Friday, September 4, 2015
Soft spoken and spiritually inclined David Joseph Manners was born Rauf de Ryther Duan Acklom in Halifax, Nova Scotia in 1900. He benefited from a busy acting career (including DRACULA, THE BLACK CAT and a number of other horror roles) but found he had cultivated a distinct distaste for Hollywood. He eschewed the extravagant and excessive lifestyle of a successful actor and intensely disliked being "set up" by his publicist with dates that were surreptitiously designed for nothing more than photo ops with starlets hanging on the arm of one of Hollywood's most popular leading men. In 1936, he unceremoniously fled the decadence of Tinsel Town for the California desert, where he settled into the pursuit of spiritual and religious studies, writing and painting at his beloved and secluded Rancho Yucca Loma which he designed and built in 1933. He remained active by acting in numerous stage productions until about 1950. In 1978, Manners became restless and moved back to Los Angeles, where he lived in a home in Pacific Palisades, ironically not far from the sinful siren named Hollywood. He died at the age of 98 in Santa Barbara, Ventura County.

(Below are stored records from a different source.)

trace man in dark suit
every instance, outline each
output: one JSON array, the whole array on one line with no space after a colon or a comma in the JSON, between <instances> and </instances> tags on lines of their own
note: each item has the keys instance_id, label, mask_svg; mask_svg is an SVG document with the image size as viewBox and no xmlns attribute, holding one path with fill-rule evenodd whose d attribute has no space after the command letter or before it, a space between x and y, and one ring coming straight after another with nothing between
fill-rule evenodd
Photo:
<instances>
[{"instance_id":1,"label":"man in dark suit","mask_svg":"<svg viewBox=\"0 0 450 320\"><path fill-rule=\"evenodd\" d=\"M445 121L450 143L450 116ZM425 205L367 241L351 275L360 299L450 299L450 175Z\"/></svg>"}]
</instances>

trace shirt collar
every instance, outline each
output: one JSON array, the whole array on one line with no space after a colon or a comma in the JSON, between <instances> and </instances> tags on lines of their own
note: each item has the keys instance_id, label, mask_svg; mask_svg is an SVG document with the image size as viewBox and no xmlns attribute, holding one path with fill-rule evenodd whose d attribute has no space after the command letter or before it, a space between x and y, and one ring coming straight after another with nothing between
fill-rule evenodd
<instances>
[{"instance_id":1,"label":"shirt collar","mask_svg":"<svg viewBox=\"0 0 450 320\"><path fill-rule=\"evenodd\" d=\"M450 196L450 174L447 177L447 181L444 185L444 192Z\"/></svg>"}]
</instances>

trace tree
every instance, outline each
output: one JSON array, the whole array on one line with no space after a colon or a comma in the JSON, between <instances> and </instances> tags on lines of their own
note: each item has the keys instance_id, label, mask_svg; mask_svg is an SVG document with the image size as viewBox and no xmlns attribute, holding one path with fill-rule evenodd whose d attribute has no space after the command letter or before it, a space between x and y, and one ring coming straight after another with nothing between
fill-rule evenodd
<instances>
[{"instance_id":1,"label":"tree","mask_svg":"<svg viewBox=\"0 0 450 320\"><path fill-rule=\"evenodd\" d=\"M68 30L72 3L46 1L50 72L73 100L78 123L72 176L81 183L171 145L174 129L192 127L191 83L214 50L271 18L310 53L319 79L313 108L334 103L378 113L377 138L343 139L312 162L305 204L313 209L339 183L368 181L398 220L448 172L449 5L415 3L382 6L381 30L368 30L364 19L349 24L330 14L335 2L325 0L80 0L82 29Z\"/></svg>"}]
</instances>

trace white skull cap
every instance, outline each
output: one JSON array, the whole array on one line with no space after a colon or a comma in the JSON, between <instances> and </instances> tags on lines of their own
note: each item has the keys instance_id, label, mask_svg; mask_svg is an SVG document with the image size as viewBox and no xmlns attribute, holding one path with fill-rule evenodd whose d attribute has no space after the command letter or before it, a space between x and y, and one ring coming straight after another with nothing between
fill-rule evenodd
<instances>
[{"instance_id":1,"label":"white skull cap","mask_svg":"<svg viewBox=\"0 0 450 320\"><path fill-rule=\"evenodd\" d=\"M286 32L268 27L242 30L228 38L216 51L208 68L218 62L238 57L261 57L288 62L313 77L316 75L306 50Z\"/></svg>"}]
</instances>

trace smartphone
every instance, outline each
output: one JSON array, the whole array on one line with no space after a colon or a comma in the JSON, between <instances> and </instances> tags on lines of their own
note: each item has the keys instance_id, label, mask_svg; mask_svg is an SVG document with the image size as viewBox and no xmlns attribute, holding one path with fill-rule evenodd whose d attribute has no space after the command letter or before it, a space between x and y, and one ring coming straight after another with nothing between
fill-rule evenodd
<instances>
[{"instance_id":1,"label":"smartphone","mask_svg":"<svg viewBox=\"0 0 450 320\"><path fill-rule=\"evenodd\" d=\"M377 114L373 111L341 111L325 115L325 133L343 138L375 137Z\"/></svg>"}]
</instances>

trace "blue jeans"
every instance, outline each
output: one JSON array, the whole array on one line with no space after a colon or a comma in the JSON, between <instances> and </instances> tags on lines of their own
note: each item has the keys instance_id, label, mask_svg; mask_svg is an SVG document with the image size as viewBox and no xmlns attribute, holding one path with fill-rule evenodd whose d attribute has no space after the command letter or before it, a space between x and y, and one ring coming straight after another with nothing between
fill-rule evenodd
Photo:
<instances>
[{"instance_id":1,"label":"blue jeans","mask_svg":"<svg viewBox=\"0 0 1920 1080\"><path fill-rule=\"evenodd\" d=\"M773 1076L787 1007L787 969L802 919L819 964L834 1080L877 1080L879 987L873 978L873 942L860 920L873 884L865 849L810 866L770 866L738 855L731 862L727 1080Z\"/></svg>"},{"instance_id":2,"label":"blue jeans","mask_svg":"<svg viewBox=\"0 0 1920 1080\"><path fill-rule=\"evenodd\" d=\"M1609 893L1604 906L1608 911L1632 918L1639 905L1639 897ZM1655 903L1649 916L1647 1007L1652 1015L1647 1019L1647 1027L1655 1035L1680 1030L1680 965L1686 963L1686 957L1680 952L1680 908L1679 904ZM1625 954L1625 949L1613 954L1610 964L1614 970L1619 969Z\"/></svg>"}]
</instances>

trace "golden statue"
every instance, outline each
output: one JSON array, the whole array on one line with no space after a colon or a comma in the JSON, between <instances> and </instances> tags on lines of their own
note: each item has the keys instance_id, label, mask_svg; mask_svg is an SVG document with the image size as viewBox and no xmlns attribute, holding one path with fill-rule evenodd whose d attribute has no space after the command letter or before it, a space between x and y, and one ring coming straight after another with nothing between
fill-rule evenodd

Manners was among the first actors to receive a star on the "Walk of Fame", but after he left Hollywood, the star was mysteriously removed with no reason given. In any event, the truth remains a mystery to this day.
The portrait shown above is from the May, 1932 issue of PICTURE PLAY magazine. The caption states that audiences will see him next in A DANGEROUS BRUNETTE. The film was released by Warner Bros. under the title, MAN WANTED. There is no photo credit, but the shot is probably by Homer Van Pelt, the still photographer for the film. Manners would make a few more movies that year before his role in Universal's THE MUMMY.